Adrianne Lenker, die Genre-Nomadin
Zu Adrianne Lenkers Musik hat unsere Autorin eine ambivalente Beziehung. Mit der Absicht, die von der Musikerin ausgehende Magie ergründen zu wollen, begibt sie sich kurzerhand auf einen musikalisch-philosophischen Waldspaziergang – und sammelt nebenbei erfrischende Selbst-Erkenntnisse.
von Franziska Leibl
Adrianne Lenkers Indie-Acoustic-Folk, der seit geraumer Zeit seinen Weg in meine Playlists findet, hinterlässt mich ratlos. Zwar taucht mich ihre Musik in eine Märchenwelt mit verwunschenen Wäldern und heimisch duftendem Moos; dennoch erscheinen mir die Lieder der 31-jährigen Amerikanerin an manchen Stellen fremd, ja gar chaotisch und unharmonisch. Es sollte dazu gesagt werden: Ich verfolge das hoch gesteckte Ideal, Songwriter:innen verstehen und ihre musikalischen Schritte beim ersten Hören gar vorhersehen zu wollen. Bei Adrianne Lenker musste ich mir jedoch von Anfang an eingestehen, dass ihre Werke meine Musikalität übersteigen.
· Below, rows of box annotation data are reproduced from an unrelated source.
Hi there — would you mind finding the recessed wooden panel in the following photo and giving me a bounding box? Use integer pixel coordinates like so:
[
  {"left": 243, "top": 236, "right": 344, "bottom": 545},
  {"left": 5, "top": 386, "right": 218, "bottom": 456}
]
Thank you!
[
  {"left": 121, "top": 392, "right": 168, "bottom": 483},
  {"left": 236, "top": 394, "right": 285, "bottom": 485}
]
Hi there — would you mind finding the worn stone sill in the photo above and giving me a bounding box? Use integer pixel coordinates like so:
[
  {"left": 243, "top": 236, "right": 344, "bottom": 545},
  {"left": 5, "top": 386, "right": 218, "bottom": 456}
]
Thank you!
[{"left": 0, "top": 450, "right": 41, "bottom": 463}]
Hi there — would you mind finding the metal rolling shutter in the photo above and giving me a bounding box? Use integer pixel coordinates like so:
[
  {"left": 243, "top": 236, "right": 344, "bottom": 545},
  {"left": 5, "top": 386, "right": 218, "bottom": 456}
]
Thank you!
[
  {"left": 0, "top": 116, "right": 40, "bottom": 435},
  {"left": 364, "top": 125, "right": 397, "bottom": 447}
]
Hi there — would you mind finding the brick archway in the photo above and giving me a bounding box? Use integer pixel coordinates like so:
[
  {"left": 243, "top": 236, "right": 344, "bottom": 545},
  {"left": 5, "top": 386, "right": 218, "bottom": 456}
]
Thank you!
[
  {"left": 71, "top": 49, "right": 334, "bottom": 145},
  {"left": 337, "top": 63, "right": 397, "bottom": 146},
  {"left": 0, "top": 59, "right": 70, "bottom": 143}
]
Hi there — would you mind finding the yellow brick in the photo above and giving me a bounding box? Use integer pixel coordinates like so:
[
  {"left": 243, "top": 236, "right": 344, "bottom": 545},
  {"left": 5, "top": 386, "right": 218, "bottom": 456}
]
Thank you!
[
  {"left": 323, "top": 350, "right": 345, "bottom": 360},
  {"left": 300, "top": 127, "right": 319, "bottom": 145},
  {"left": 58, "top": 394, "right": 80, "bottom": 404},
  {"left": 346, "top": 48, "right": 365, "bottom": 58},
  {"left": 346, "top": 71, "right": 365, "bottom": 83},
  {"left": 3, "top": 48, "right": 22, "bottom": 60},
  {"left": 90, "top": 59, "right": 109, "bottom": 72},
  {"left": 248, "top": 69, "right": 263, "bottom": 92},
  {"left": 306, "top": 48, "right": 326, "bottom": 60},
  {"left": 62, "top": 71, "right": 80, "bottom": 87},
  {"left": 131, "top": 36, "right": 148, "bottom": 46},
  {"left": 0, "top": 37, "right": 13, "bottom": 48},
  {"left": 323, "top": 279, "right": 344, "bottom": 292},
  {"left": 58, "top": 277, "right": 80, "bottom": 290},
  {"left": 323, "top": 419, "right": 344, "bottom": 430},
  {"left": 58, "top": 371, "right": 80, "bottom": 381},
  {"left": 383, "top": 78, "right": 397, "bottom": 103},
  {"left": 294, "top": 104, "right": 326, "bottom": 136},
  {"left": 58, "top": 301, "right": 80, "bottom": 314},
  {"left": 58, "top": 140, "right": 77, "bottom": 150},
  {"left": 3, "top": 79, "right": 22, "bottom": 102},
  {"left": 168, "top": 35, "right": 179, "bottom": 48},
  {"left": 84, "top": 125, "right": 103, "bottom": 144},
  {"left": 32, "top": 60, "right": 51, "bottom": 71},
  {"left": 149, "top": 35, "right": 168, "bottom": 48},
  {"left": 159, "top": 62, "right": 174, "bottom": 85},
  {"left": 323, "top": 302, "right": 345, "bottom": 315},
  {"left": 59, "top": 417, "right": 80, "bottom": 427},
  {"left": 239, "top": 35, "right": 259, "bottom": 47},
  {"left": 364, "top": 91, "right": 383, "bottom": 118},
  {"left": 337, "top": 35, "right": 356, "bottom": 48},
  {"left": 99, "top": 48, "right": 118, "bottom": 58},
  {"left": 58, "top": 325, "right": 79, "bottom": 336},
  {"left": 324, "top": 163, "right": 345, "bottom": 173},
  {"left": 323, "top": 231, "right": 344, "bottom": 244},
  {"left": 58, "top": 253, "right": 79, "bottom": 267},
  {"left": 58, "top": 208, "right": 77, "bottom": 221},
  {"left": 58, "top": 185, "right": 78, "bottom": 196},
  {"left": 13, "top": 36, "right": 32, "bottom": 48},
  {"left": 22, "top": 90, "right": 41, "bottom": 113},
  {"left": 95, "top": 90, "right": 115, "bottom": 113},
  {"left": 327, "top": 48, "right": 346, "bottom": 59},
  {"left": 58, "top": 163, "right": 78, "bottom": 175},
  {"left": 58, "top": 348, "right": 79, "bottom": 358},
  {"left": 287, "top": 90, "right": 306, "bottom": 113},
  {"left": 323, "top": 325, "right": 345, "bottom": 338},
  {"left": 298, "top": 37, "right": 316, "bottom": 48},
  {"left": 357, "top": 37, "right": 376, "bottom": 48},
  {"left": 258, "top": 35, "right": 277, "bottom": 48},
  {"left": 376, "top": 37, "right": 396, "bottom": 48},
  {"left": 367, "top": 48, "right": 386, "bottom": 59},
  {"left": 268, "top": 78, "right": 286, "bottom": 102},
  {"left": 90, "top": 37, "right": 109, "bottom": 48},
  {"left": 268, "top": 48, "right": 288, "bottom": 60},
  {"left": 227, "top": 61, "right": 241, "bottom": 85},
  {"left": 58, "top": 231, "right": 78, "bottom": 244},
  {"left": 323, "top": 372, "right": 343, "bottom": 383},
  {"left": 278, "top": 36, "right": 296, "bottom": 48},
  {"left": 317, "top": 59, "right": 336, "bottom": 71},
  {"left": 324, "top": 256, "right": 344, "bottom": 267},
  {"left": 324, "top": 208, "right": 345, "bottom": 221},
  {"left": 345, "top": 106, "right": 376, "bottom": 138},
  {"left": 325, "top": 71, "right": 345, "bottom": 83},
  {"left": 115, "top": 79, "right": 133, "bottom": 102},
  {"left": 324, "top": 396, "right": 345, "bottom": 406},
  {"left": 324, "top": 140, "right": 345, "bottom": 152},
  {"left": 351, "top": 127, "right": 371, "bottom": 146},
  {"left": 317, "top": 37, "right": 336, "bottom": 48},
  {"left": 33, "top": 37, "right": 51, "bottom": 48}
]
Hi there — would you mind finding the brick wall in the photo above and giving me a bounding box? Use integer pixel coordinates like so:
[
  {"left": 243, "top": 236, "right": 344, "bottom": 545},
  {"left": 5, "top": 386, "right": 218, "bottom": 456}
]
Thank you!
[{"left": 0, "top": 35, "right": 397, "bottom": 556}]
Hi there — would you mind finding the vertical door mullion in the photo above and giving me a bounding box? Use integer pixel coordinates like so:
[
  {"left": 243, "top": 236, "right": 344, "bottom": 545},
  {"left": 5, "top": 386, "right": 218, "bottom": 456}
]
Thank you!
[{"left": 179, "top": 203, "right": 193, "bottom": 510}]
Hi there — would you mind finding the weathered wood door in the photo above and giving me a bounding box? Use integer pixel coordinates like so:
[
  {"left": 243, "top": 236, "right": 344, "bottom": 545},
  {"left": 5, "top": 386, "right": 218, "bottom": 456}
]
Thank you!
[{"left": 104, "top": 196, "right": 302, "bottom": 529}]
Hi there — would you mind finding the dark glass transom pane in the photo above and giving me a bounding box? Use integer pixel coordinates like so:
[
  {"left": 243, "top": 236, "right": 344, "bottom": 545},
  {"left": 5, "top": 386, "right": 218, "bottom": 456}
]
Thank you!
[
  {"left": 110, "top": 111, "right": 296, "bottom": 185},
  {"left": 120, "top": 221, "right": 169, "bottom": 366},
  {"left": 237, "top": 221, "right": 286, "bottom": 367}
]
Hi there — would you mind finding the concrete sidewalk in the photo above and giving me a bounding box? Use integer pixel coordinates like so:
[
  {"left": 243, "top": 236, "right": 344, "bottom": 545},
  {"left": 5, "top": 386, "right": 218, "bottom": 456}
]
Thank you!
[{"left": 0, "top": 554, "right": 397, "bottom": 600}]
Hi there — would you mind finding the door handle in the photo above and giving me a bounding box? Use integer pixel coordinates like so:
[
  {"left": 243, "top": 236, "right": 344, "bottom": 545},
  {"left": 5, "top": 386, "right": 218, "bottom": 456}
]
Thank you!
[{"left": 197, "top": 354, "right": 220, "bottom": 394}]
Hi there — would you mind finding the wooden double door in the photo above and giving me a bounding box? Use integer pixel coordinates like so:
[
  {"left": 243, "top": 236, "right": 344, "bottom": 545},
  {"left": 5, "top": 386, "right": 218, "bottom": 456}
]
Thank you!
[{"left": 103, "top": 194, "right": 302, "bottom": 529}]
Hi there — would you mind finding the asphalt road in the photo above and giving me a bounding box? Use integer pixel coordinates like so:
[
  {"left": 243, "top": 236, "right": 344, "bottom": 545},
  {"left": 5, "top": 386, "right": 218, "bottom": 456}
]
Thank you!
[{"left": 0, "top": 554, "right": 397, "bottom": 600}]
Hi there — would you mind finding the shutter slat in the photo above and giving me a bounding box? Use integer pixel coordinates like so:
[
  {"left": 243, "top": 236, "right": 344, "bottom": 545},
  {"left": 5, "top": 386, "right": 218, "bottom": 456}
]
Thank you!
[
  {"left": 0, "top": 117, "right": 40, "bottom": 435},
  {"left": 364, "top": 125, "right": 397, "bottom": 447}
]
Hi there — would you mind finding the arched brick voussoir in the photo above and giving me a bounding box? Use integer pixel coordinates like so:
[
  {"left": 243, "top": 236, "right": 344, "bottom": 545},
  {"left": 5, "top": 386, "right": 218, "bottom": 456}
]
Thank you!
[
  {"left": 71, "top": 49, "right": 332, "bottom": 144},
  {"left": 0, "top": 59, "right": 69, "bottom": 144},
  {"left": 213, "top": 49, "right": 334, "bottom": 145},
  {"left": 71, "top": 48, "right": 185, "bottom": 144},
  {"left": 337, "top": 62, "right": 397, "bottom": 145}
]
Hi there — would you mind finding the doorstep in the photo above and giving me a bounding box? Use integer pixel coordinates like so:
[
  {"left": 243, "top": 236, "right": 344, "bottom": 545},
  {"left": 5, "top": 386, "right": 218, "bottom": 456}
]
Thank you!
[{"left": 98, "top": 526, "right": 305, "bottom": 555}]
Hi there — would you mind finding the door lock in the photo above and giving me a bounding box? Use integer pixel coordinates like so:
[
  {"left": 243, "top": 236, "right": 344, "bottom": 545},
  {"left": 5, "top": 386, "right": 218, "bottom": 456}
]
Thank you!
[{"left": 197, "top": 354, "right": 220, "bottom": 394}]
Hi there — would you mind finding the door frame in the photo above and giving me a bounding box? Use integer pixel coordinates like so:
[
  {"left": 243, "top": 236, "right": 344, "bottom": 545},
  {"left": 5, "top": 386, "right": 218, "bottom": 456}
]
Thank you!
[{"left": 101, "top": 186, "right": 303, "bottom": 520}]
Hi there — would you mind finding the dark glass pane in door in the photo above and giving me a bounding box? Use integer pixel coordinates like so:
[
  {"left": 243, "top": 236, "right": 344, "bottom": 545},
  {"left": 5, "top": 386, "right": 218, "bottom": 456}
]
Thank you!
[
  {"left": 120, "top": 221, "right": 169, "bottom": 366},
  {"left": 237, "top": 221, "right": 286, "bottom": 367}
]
So ergreift mich ihre verletzliche, wehklagende Stimme jedes Mal aufs Neue, ohne dass ich weiß, welche musikalischen Griffe sie anwendet. Und so projizieren ihre Gitarren-Riffs immer wieder imaginäre Welten an die Innenseiten meiner geschlossenen Augenlider, ohne dass ich nachvollziehen kann, mit welchen harmonischen Klangfarben sie diese überhaupt malt. Trotz aller Verzauberung – die ich wohl genießen sollte – bleiben seit jeher zwei Fragen in meinem Kopf präsent: Wer ist Adrianne Lenker und was ist ihr Geheimnis?
Das einzige Dach, unter dem sich Singer-Songwriterin Adrianne Lenker laut eigener Aussage nicht eingeengt fühlt, ist das Blätterdach des Waldes. Laute Konzerthallen, in denen Menschen nicht still und aufmerksam der Musik lauschen, widern sie an; vorgefertigte Lebensentwürfe sowie Definitionen und Genre-Korsette langweilen sie; das eintönige, hektische Grau der Städte laugt sie aus.
Die Infos, die ich über Adrianne Lenker gelesen hatte, hallen noch immer in meinem Kopf nach. Auf Spotify gebe ich schließlich ihren Namen in die Suchmaske ein: Ein Bild von einer schmal gebauten, androgyn wirkenden Frau, die inmitten von grünen Farnen sitzt und nachdenklich dreinblickt, ploppt auf. Ich öffne meine Liste mit ausgewählten Liedern von Lenker und drücke schließlich auf Play.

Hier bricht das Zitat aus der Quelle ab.